Multi-criteria Analysis of a Residential Propane A-to-A Heat Pump integrated with Photovoltaic Solar Panels

To achieve the almost zero emissions goal by 2050, the residential sector will apply more stringent regulations as concerns the air conditioning appliances. According to the novel F-Gas regulation, in fact, the use and production of fluorinated gases will be further reduced until complete dismission by 2035, paving the way for the exclusive use of natural refrigerants, such as propane, which has proven to be particularly promising for these systems. Moreover, the use of self-produced electric energy in the residential sector by means of renewable sources such as photovoltaic panels will be more and more promoted in the next future to cope with the concept of energy communities.
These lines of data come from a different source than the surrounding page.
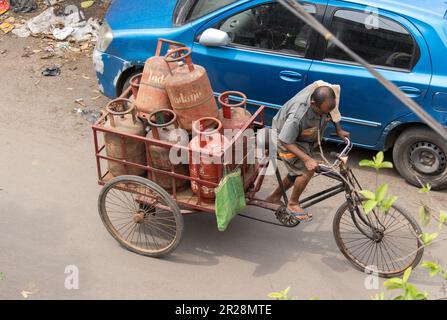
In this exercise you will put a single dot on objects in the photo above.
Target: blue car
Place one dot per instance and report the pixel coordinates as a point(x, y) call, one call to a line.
point(263, 50)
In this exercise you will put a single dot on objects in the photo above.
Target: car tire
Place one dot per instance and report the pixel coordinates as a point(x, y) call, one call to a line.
point(419, 156)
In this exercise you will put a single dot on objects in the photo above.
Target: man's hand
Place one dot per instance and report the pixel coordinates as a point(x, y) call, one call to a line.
point(311, 164)
point(343, 134)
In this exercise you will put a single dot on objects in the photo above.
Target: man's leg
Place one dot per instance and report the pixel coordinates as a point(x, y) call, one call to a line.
point(299, 186)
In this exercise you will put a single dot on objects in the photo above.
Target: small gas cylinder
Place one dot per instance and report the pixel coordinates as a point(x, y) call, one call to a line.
point(164, 127)
point(135, 85)
point(234, 117)
point(189, 90)
point(205, 160)
point(121, 116)
point(152, 95)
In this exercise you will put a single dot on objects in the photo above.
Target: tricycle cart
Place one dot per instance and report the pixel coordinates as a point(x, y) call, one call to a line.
point(147, 219)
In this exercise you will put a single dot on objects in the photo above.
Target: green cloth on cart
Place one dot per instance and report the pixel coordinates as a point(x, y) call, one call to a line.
point(230, 199)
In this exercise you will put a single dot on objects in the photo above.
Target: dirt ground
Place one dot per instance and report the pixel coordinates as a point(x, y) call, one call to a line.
point(48, 213)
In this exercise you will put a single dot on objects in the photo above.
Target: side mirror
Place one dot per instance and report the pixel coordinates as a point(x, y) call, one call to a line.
point(214, 38)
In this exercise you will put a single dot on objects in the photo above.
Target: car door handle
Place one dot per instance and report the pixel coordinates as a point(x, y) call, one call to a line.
point(411, 91)
point(290, 76)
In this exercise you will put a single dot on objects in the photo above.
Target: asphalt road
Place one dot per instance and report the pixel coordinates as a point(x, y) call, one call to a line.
point(49, 218)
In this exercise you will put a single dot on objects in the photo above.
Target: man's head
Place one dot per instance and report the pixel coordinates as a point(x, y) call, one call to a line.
point(323, 99)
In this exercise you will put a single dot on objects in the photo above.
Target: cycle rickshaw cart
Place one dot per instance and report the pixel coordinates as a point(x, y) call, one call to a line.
point(147, 219)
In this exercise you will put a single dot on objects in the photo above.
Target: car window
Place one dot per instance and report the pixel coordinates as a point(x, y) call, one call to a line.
point(269, 27)
point(201, 8)
point(383, 43)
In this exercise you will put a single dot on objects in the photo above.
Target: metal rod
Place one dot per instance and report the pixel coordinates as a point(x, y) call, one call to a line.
point(316, 195)
point(298, 10)
point(327, 196)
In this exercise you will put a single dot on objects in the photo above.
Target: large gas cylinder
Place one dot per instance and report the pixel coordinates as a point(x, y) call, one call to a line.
point(152, 95)
point(121, 117)
point(189, 90)
point(164, 127)
point(205, 160)
point(234, 116)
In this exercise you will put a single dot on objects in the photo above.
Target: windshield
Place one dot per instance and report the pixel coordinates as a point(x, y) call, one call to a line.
point(190, 10)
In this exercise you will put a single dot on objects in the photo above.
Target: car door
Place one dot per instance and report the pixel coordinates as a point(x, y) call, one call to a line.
point(390, 43)
point(269, 55)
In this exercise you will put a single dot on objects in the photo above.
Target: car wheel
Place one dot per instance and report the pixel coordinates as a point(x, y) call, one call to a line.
point(420, 157)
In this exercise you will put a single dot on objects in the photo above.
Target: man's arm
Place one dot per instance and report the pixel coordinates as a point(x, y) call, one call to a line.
point(310, 163)
point(340, 132)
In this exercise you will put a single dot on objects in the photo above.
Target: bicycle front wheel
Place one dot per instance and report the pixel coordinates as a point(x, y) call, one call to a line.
point(386, 244)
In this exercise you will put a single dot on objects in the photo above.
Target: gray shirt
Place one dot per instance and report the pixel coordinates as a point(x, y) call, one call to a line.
point(298, 123)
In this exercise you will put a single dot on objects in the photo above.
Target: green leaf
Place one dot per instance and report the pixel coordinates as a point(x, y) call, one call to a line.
point(434, 269)
point(393, 283)
point(425, 189)
point(369, 205)
point(424, 215)
point(421, 296)
point(379, 296)
point(367, 163)
point(386, 165)
point(368, 194)
point(381, 192)
point(407, 274)
point(87, 4)
point(378, 159)
point(427, 238)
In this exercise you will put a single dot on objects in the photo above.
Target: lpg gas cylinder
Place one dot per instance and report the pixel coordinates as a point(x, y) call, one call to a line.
point(234, 117)
point(135, 85)
point(205, 160)
point(152, 95)
point(121, 117)
point(164, 127)
point(189, 90)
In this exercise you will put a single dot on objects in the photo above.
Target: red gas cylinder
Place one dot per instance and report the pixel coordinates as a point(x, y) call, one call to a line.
point(121, 117)
point(189, 90)
point(135, 85)
point(234, 117)
point(164, 127)
point(206, 155)
point(152, 95)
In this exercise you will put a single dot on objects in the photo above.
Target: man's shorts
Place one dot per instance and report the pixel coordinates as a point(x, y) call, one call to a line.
point(294, 165)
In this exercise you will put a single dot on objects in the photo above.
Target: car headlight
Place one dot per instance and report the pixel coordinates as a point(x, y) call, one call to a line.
point(105, 37)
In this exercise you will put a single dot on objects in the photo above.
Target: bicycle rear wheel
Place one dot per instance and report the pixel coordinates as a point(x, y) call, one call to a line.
point(387, 244)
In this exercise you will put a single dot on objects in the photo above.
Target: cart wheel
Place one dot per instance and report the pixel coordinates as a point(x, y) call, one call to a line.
point(387, 244)
point(141, 216)
point(286, 219)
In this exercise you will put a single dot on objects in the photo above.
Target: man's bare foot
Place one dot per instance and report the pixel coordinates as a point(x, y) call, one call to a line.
point(298, 212)
point(273, 199)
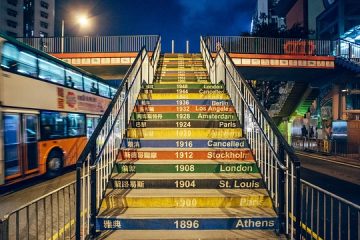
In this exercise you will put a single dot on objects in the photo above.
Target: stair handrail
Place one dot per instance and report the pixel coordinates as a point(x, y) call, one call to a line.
point(96, 161)
point(286, 192)
point(349, 50)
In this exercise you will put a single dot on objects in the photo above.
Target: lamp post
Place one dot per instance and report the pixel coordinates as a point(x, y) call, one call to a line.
point(82, 20)
point(62, 36)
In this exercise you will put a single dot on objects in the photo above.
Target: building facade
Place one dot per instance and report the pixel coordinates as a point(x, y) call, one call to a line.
point(264, 14)
point(27, 18)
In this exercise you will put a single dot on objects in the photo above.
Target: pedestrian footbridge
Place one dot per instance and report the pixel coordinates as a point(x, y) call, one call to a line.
point(186, 151)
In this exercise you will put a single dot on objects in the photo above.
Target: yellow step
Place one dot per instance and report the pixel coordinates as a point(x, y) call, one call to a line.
point(163, 96)
point(188, 198)
point(176, 133)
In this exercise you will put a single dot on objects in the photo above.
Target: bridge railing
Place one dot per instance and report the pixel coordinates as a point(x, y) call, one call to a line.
point(262, 45)
point(96, 162)
point(325, 215)
point(348, 50)
point(276, 160)
point(48, 217)
point(99, 44)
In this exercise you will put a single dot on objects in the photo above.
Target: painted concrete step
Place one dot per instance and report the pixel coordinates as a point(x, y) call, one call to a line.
point(178, 166)
point(191, 212)
point(185, 181)
point(178, 109)
point(243, 154)
point(185, 198)
point(184, 79)
point(206, 102)
point(191, 235)
point(181, 143)
point(184, 124)
point(183, 68)
point(182, 74)
point(224, 116)
point(186, 86)
point(195, 219)
point(216, 94)
point(182, 90)
point(195, 133)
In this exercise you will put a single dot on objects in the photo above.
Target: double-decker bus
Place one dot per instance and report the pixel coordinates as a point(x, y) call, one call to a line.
point(48, 108)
However, complex solutions may not always be economically competitive, especially for small-size appliances, and the environmental sustainability in terms of total equivalent CO2 emissions of the global system should be carefully verified. In this context, the paper presents a multi-criteria analysis of design configuration for a 2.5 kW residential split heat pump working with propane and driven by polycrystalline solar panels. Dedicated models are developed and employed for each component of the air conditioning appliance and for the photovoltaic panels. Multiple scenarios in terms of severity of refrigerant leakages (as most common malfunctioning occurring in these systems) are also examined. Simulations are run by exploring several geometrical solutions for the heat exchangers and different sizes of the solar panels installed, in order to estimate and discuss the system performance in terms of two opposing criteria, being the economic (total costs) and environmental (total CO2 emissions) ones.